Do we need to bring back DDT?

Written by Joe Ballenger

I’ve had a number of friends ask me to tackle the topic of possibly bringing back DDT. These requests go back months, and I’ve been hesitant to tackle the topic because of the politics surrounding this issue. I’ve also been hesitant, because if I tackle this topic, I want to do it right…which means this will probably be the longest article I’ve written on AaE to date. I hope that it will be the longest article, as well.

Paul Offit

I want to tell a short personal story about Paul Offit. In 2014, I was diagnosed as an adult with autism. In some of my non-science social circles, my parents were blamed. Offit’s book, Autism’s False Prophets, helped me understand why this viewpoint existed and how to explain how the antivaccine movement hurts autistic people like myself.
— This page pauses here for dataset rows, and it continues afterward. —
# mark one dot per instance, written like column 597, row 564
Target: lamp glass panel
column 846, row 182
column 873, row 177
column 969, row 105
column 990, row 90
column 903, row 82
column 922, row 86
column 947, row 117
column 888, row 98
I admire him, but I also disagree with him on this point.

This comes on the heels of a pair of articles which had widespread press back in Feburary. One is by a blogger popular in the Skeptic community, SkepticalRaptor. The other is from one of my idols working in public health, a vaccine expert named Paul Offit. I initially wanted to tackle this in February, but ultimately decided to wait until Earth Day and World Malaria day to post these articles.

The story of the failed malaria eradication program is far more complicated than either Offit or Raptor let on. They leave out huge chunks of the story, and many of those chunks completely change the narrative. Specifically, they leave out any serious discussion of the role of insecticide and antimalarial drug resistance. They do not discuss the many administrative failures of the campaign, and neither of them seriously consider the role of economic development in malaria epidemiology.

Instead of laying out the standard DDT story most are familiar with, I’d like to discuss why the WHO’s Global Malaria Eradication Program failed, while the US campaign succeeded. Comparing and contrasting these stories is very productive, because it demonstrates why vector control is really hard.